A couple of places I've been going to often are the Cafe Toronto and the Cafe Kleisther. Both are terrific, and the staff are unbelievably nice. At times I would find myself in long-drawn-out e-mail correspondences, tackling problems with noise and an unreported chimney explosion in the old apartment. I would then tear myself away and go home, paying, of course, first. And after a while, scarily, I would find staff declining to take the tip. (New Yorkers. Yes. It's a different world.)
The system here is that you ask to pay, are told what you owe, and announce the amount you want to pay (including the tip); they give you change on whatever you hand over. So I would declare something or other that incorporated the (as I thought) approved 1-Euro tip, and it was felt to be inappropriate; the waiter would simply give change which incorporated a tip considered to be more in line with the drink. Once (this was at the Toronto) the waitress flatly refused to take any tip at all. (I think, maybe, because I had been spending so much time there? The third tip of the day was a tip too far?)
Time goes by. I turn up at a cafe about half an hour before closing and order a glass of wine. I drink my glass of wine and make time-to-pay gestures. The waiter says: Ich lade Sie ein. (Roughly, our treat.) Feeling bad, I think, because making me feel rushed? (New Yorkers. Yes. It's a different world.)
It's both disarming and stressful. Thing is, I spend a lot of time wandering absentmindedly through the world while one book or another goes through my head; it's like having an audiobook running in my head. So I'm not good at negotiating socially nuanced situations; it's easier if there's some hard-and-fast rule to follow, such that I can be sure of not inadvertently giving offence. The nicer people are, of course, the more anxious I am not to put a foot wrong. The worry is, I think I may sometimes overreact in the other direction and meanly undertip people who have gone out of their way to be helpful. (Naturally, nobody is going to demand a larger tip. Naturally, I can't go back and apologise... It's Goffman territory.)

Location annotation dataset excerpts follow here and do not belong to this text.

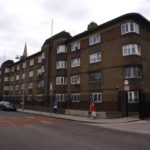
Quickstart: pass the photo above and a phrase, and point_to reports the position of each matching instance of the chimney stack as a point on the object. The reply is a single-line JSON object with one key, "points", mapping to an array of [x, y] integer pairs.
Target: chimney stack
{"points": [[92, 25]]}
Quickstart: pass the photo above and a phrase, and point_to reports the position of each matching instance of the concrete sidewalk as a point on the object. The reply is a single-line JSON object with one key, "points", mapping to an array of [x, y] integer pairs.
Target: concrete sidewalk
{"points": [[82, 119]]}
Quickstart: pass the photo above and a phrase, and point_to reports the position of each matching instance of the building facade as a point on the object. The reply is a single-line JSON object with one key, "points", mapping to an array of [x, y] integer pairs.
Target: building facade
{"points": [[96, 65]]}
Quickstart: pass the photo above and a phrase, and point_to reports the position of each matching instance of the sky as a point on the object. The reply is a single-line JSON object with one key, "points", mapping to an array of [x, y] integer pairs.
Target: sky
{"points": [[30, 21]]}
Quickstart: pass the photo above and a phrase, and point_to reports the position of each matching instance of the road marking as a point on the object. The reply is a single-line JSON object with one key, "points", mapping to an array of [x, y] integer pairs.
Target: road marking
{"points": [[14, 122]]}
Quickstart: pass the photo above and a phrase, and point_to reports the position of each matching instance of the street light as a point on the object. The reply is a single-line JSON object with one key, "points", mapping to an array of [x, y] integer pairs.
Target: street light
{"points": [[23, 97]]}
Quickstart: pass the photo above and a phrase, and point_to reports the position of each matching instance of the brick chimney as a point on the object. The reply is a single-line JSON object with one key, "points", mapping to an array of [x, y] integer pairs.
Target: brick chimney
{"points": [[92, 25]]}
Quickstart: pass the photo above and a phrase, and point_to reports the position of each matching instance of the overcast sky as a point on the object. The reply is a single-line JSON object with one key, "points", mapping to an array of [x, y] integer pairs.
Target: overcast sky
{"points": [[30, 20]]}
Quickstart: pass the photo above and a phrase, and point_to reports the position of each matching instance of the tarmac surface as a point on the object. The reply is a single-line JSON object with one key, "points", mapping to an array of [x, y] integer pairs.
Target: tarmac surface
{"points": [[35, 131], [129, 124]]}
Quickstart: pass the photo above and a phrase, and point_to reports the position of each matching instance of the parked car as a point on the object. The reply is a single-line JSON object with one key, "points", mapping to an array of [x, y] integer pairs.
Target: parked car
{"points": [[5, 105]]}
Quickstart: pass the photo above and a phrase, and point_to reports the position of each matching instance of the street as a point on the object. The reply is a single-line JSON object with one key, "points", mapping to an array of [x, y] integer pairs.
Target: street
{"points": [[22, 131]]}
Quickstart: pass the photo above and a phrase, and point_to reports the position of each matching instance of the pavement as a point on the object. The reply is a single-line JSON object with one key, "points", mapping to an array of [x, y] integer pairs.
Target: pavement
{"points": [[83, 119], [129, 124]]}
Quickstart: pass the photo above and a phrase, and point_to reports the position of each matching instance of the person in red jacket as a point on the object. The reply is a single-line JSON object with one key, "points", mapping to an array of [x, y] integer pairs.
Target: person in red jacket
{"points": [[93, 110]]}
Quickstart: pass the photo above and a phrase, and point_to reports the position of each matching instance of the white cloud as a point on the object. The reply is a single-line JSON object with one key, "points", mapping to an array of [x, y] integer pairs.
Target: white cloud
{"points": [[30, 20]]}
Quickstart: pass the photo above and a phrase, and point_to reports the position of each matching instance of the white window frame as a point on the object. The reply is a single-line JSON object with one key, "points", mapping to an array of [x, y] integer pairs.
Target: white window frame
{"points": [[75, 97], [31, 62], [42, 69], [75, 46], [41, 84], [39, 71], [131, 49], [95, 57], [39, 59], [23, 86], [17, 77], [23, 75], [18, 67], [133, 96], [61, 80], [31, 74], [43, 55], [61, 49], [12, 78], [94, 39], [24, 65], [6, 79], [129, 28], [12, 69], [92, 77], [17, 87], [75, 79], [6, 88], [30, 85], [96, 97], [60, 97], [132, 72], [61, 64], [7, 70], [75, 62]]}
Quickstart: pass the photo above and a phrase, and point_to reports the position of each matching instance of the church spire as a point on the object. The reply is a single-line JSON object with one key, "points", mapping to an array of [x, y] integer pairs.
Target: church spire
{"points": [[25, 51]]}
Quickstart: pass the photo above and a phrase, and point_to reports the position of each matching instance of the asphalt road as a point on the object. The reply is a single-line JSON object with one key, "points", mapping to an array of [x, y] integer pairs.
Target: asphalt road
{"points": [[20, 131]]}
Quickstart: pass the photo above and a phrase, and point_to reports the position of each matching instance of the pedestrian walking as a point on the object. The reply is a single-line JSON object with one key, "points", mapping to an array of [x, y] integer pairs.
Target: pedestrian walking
{"points": [[92, 110]]}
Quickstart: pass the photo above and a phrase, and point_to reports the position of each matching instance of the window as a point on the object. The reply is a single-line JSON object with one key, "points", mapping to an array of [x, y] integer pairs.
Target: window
{"points": [[31, 74], [94, 39], [61, 80], [132, 72], [6, 88], [61, 49], [60, 97], [131, 49], [23, 75], [17, 87], [31, 62], [30, 85], [42, 69], [18, 67], [95, 76], [11, 78], [39, 71], [130, 27], [96, 97], [39, 59], [61, 64], [17, 77], [75, 79], [11, 88], [94, 58], [24, 65], [41, 84], [12, 69], [43, 55], [75, 97], [40, 97], [7, 70], [6, 79], [75, 46], [133, 97], [23, 86], [75, 62]]}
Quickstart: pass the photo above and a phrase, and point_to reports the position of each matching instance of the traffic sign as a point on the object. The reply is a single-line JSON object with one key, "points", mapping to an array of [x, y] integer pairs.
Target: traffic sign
{"points": [[126, 82]]}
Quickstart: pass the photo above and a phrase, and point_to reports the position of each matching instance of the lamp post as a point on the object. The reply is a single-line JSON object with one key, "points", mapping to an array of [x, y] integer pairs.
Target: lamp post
{"points": [[24, 81]]}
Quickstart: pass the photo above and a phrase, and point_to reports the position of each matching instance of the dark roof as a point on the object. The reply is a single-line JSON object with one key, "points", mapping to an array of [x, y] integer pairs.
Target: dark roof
{"points": [[56, 36], [136, 16]]}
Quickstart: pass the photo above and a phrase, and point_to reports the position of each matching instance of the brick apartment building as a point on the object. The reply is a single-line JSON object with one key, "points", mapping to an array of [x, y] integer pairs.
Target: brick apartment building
{"points": [[91, 66]]}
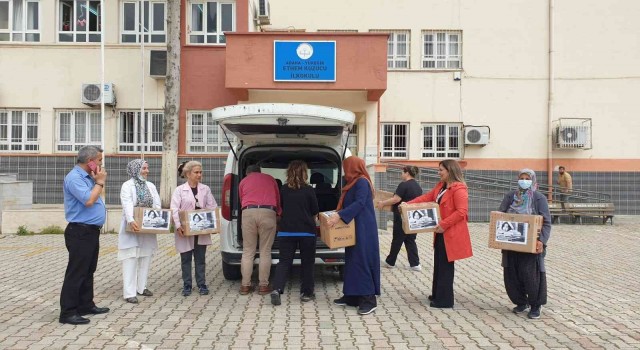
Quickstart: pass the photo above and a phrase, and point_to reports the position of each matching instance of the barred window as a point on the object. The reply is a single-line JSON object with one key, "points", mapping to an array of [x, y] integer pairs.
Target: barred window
{"points": [[204, 135], [138, 134], [441, 49], [441, 140], [395, 140], [19, 130], [77, 128]]}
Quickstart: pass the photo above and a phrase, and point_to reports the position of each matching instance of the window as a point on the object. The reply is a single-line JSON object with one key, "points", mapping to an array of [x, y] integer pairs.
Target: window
{"points": [[441, 49], [76, 129], [397, 48], [152, 16], [204, 135], [79, 21], [207, 20], [137, 134], [441, 140], [19, 130], [352, 141], [20, 20], [395, 140]]}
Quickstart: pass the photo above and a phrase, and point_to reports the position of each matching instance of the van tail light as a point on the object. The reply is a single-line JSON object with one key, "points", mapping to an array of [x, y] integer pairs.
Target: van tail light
{"points": [[226, 197]]}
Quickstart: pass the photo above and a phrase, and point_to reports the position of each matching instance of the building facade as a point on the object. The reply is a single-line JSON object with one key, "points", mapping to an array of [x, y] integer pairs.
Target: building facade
{"points": [[500, 85]]}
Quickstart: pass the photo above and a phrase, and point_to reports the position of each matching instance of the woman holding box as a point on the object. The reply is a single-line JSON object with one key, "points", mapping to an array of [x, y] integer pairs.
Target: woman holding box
{"points": [[136, 250], [451, 238], [362, 261], [524, 274], [191, 195], [407, 190], [296, 230]]}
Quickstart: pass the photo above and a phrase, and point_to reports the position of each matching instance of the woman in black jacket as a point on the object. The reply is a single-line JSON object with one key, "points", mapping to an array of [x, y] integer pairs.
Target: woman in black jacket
{"points": [[296, 230], [524, 274]]}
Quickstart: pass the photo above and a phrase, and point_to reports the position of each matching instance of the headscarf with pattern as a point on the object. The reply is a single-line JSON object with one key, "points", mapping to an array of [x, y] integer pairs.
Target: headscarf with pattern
{"points": [[523, 199], [143, 195], [354, 169]]}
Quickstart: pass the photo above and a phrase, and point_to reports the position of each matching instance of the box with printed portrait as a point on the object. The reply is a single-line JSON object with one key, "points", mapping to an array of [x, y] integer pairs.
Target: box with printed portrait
{"points": [[516, 232], [420, 217], [200, 222], [340, 235], [150, 220]]}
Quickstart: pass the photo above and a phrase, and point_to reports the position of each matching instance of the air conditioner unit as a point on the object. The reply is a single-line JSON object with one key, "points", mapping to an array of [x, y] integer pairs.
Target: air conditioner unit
{"points": [[91, 94], [263, 12], [476, 135], [158, 64], [574, 136]]}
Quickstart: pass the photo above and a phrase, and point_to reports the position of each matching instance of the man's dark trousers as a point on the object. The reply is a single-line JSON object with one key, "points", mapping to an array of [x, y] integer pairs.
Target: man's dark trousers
{"points": [[83, 244]]}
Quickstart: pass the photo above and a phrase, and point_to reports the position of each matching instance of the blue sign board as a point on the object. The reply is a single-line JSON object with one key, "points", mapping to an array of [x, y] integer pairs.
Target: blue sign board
{"points": [[304, 61]]}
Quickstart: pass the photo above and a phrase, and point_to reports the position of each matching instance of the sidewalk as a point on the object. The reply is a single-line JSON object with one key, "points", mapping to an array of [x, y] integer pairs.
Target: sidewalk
{"points": [[593, 274]]}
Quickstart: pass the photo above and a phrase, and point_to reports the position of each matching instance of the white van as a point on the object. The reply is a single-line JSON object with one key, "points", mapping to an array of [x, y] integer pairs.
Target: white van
{"points": [[271, 135]]}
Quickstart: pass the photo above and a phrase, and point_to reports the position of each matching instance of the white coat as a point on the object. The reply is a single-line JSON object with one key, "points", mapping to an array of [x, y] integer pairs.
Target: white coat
{"points": [[129, 199]]}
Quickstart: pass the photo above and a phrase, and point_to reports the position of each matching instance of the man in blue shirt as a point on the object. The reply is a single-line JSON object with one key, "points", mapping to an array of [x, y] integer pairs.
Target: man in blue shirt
{"points": [[85, 211]]}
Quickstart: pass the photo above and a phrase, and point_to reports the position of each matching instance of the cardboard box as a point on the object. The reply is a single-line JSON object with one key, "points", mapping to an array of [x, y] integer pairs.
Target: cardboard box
{"points": [[200, 222], [420, 217], [516, 232], [151, 220], [340, 235], [381, 196]]}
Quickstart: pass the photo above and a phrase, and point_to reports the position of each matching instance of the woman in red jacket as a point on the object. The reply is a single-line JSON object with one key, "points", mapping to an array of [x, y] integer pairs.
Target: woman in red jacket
{"points": [[451, 238]]}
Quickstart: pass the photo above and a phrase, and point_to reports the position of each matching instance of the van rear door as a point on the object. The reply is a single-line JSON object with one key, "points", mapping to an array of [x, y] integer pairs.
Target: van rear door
{"points": [[284, 123]]}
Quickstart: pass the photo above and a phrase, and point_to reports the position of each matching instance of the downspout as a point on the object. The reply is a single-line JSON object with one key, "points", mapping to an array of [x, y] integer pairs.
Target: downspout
{"points": [[550, 107]]}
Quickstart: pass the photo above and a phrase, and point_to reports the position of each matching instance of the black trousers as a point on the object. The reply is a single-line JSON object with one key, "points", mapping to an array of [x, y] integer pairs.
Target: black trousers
{"points": [[523, 280], [399, 237], [197, 254], [443, 273], [83, 245], [288, 247]]}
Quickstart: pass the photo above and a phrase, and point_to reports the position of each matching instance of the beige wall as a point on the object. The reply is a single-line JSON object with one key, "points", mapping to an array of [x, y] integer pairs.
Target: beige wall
{"points": [[49, 75]]}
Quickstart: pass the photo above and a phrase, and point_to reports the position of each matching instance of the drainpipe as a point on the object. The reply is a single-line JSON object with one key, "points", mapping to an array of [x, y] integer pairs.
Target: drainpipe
{"points": [[550, 106]]}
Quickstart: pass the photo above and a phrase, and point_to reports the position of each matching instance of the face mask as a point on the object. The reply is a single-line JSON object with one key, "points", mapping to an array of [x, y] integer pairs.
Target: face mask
{"points": [[525, 184]]}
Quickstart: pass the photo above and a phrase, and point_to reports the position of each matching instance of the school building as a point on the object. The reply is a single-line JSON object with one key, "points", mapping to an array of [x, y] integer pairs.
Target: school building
{"points": [[498, 84]]}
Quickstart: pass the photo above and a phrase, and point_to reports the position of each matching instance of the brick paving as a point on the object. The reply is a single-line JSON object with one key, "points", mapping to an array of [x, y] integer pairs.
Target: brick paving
{"points": [[594, 301]]}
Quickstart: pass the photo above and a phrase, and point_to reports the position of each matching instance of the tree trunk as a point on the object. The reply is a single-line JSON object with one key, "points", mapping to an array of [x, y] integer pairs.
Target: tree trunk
{"points": [[171, 124]]}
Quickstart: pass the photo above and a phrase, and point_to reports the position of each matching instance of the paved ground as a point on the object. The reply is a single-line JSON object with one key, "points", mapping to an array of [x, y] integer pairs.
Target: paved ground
{"points": [[594, 301]]}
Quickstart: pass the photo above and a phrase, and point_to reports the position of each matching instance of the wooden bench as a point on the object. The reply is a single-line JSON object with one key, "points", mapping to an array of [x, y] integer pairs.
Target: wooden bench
{"points": [[578, 210], [556, 211]]}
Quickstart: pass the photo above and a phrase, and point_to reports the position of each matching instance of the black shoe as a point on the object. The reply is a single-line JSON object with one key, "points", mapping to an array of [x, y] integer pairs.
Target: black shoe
{"points": [[275, 298], [74, 319], [439, 306], [203, 289], [94, 311], [520, 308], [366, 309], [304, 297], [146, 293], [534, 313]]}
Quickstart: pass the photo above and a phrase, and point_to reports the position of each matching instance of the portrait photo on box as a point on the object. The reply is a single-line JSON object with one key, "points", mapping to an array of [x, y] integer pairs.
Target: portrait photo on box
{"points": [[422, 218], [511, 232], [155, 219], [201, 221]]}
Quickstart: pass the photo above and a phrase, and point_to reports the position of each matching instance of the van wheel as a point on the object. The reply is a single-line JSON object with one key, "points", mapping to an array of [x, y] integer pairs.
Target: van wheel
{"points": [[231, 272]]}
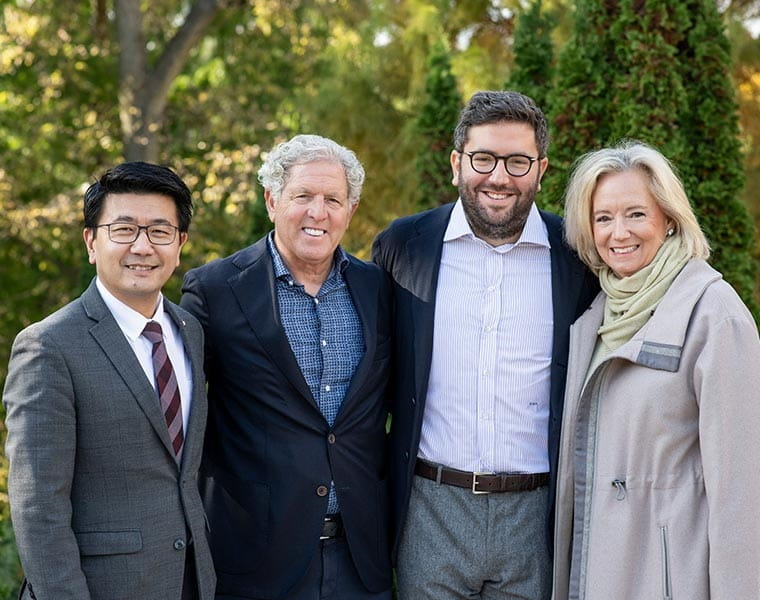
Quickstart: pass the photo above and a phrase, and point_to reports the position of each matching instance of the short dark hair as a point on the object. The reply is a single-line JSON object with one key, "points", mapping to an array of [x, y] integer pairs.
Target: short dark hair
{"points": [[494, 107], [138, 177]]}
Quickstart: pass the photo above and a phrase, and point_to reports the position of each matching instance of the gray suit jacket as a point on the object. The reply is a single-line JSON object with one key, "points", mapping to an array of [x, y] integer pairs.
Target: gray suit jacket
{"points": [[100, 509]]}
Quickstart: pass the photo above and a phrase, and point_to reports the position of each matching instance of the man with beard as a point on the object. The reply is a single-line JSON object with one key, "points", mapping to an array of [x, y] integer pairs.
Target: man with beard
{"points": [[485, 291]]}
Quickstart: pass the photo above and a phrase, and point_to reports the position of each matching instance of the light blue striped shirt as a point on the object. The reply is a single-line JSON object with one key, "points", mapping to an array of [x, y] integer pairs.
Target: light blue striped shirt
{"points": [[487, 406]]}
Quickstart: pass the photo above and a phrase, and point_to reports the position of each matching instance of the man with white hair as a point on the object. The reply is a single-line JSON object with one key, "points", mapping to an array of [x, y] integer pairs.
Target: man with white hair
{"points": [[297, 357]]}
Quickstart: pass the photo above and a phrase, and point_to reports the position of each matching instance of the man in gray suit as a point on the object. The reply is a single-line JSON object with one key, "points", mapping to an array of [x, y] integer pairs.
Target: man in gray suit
{"points": [[106, 411]]}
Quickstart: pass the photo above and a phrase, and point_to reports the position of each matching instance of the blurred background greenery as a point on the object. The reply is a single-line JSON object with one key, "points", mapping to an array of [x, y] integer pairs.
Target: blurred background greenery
{"points": [[207, 86]]}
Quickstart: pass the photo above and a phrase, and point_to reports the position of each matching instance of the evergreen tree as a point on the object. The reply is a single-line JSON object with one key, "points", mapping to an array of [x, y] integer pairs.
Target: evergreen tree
{"points": [[659, 71], [434, 128], [534, 55]]}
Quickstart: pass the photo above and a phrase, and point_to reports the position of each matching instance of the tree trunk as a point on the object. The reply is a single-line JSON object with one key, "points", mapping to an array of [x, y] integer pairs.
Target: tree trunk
{"points": [[144, 90]]}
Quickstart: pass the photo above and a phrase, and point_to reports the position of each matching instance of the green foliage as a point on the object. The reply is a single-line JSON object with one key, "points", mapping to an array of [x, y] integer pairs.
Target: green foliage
{"points": [[657, 71], [434, 128], [533, 71]]}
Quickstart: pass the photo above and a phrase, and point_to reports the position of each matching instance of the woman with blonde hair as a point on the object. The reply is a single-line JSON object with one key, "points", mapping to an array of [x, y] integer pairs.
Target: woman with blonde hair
{"points": [[658, 491]]}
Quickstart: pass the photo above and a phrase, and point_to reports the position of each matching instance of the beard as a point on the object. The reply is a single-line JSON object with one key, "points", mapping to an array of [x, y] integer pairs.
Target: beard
{"points": [[503, 227]]}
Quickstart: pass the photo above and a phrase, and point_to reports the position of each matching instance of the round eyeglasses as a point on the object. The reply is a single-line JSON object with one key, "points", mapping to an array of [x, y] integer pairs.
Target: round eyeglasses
{"points": [[127, 233], [516, 165]]}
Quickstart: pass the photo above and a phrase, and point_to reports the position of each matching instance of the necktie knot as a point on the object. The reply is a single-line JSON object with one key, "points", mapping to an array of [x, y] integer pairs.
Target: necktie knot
{"points": [[153, 332]]}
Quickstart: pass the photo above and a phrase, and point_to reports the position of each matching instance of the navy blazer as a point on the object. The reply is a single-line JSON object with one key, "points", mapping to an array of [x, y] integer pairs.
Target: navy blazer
{"points": [[269, 456], [410, 251]]}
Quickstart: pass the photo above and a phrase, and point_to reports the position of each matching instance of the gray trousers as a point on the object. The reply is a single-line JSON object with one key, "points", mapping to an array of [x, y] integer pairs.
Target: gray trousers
{"points": [[458, 545]]}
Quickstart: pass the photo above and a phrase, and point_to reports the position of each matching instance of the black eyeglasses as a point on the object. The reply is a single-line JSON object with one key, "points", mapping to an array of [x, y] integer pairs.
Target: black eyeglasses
{"points": [[127, 233], [516, 165]]}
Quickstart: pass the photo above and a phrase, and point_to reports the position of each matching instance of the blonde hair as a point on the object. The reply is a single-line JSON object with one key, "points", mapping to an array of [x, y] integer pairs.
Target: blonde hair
{"points": [[663, 184]]}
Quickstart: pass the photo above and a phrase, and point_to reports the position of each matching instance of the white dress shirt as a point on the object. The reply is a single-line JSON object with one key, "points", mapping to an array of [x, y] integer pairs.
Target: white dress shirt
{"points": [[132, 324], [487, 405]]}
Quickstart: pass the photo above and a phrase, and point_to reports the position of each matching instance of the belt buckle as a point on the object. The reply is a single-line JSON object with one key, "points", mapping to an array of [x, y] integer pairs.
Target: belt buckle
{"points": [[475, 482]]}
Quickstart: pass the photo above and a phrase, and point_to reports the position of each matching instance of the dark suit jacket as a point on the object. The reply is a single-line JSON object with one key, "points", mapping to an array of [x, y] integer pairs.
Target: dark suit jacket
{"points": [[100, 508], [410, 251], [269, 453]]}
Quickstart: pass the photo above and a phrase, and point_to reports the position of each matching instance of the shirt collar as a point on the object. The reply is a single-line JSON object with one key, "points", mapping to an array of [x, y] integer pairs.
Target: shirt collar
{"points": [[340, 258], [130, 321], [534, 231]]}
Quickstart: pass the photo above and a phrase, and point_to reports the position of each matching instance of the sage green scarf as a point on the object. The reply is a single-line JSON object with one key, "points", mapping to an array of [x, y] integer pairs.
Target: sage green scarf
{"points": [[631, 301]]}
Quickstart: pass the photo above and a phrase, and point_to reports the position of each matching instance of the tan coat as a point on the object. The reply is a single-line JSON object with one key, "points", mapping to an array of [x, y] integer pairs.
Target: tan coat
{"points": [[659, 472]]}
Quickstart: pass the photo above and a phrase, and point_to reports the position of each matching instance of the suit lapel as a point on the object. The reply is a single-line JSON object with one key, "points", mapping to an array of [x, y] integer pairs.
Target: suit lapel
{"points": [[364, 291], [109, 336], [567, 276], [423, 255], [256, 294]]}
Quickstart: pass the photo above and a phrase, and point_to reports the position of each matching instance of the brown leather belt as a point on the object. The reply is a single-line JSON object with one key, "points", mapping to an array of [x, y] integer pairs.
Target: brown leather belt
{"points": [[482, 483]]}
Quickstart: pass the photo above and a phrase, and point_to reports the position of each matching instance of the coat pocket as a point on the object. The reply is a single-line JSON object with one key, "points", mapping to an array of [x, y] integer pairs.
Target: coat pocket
{"points": [[667, 590], [104, 543]]}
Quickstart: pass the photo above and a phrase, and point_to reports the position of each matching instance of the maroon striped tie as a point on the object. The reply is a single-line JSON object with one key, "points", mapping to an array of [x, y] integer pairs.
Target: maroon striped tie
{"points": [[166, 382]]}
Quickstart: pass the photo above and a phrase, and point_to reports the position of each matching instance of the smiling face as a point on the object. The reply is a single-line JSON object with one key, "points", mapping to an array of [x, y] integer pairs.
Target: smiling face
{"points": [[628, 225], [310, 218], [497, 204], [135, 273]]}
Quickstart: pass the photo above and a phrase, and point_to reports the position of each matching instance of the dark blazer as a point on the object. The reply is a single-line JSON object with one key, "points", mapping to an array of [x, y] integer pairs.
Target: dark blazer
{"points": [[269, 450], [410, 251], [100, 509]]}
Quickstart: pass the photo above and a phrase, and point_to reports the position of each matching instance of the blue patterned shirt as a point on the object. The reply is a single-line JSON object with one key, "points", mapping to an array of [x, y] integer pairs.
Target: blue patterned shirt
{"points": [[324, 332]]}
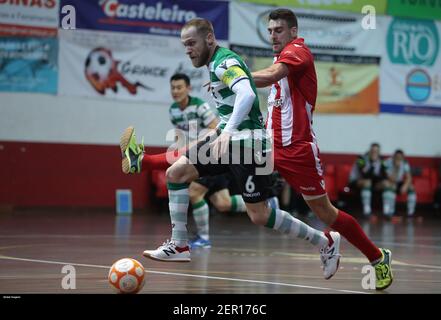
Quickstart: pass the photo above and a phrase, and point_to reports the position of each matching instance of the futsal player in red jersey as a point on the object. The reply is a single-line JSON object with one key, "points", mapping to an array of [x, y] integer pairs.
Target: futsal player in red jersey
{"points": [[291, 103]]}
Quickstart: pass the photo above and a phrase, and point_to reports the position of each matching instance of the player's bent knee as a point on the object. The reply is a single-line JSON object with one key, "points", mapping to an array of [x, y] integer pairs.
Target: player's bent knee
{"points": [[196, 192], [257, 216], [222, 206], [175, 174]]}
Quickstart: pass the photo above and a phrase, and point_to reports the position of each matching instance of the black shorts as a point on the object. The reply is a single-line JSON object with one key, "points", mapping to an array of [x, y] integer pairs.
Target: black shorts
{"points": [[253, 187], [214, 183]]}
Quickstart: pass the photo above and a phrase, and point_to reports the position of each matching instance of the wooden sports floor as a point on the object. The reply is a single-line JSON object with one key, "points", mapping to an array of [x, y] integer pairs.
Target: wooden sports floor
{"points": [[36, 244]]}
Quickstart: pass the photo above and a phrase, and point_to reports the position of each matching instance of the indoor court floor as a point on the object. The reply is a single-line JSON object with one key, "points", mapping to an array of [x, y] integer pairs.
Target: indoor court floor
{"points": [[36, 244]]}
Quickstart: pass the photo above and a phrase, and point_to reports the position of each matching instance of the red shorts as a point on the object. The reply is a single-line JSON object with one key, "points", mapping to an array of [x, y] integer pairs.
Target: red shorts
{"points": [[300, 165]]}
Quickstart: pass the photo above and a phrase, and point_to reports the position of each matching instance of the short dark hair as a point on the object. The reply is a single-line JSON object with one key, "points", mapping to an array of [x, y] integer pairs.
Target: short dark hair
{"points": [[203, 26], [284, 14], [180, 76]]}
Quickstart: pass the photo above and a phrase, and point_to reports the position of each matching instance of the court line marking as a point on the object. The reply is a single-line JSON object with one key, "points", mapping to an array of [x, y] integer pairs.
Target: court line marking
{"points": [[187, 275]]}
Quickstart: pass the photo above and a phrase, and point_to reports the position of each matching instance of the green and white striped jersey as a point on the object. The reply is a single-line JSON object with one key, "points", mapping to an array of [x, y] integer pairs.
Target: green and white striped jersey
{"points": [[226, 69], [196, 116]]}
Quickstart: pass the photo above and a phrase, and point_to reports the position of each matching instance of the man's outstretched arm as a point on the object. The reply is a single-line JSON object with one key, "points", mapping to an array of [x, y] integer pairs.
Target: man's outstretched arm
{"points": [[270, 75]]}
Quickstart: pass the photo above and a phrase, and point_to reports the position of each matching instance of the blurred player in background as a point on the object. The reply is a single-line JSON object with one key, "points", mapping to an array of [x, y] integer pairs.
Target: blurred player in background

I am now in the Neues Ufer. A woman came in with a beagle. I say hello to the beagle, who comes over. The woman tells me his name is Floyd, after her favourite band (Pink Floyd). She thought of normal dog names - Max, Fritz - and she didn't want that. I say I'm a writer. She says she loved Harry Potter but couldn't finish the fifth book; she got lost among all these Zauberer, what's the word? Magicians. She tells her boyfriend I'm American, but I don't have an American accent because I lived in London. Floyd falls asleep at my feet.
6 comments:
A couple of days ago I was talking with my mother about a family who once lived across the street from my parents. The family used to have two small dogs: one named Baby, one named Floyd. I couldn't for the life of me think of why they named their dog Floyd. Maybe it is as simple as the woman and her beagle.
Speaking of tips...
After a terrible winter, a friend said to me "The Dalai Lama believes that when everything seems to be going wrong all at once, something wonderful is attempting to come into being and is protecting itself by distracting us so that it can be born as perfectly as possible."
MY inner monologue said "And what doesn't kill you makes you stronger?" "Who translated that?" "So SO glad I'm not pregnant." ... The problem with D.L. proverbs is that, most of the time, they are beautiful thoughts, but sadly hopefull or hopefully sad because life HAS to be more random than that.
Anyway, what I really wanted to say was a question. What's the name of the author/book about the lost cities where the author, based on the writings of Marco Polo, summarizes city after city in short descriptions? I've googled but my keywords I have none but what I just wrote. Any tips? Italian author?
Thanks?
-Alaska
Anonymous:
You're thinking of Italo Calvino's Invisible Cities (Le citta invisibili)
Mithridates -
Thank you, thank you!! Oh course YOU would come through. What's going on with Night Hauling? I used to read that blog religiously then poof: nothing.
Turning left without a signal is worse. Plus dangerous.
@Nat - Baby Face Nelson and Pretty Boy Floyd? Or is this too obvious?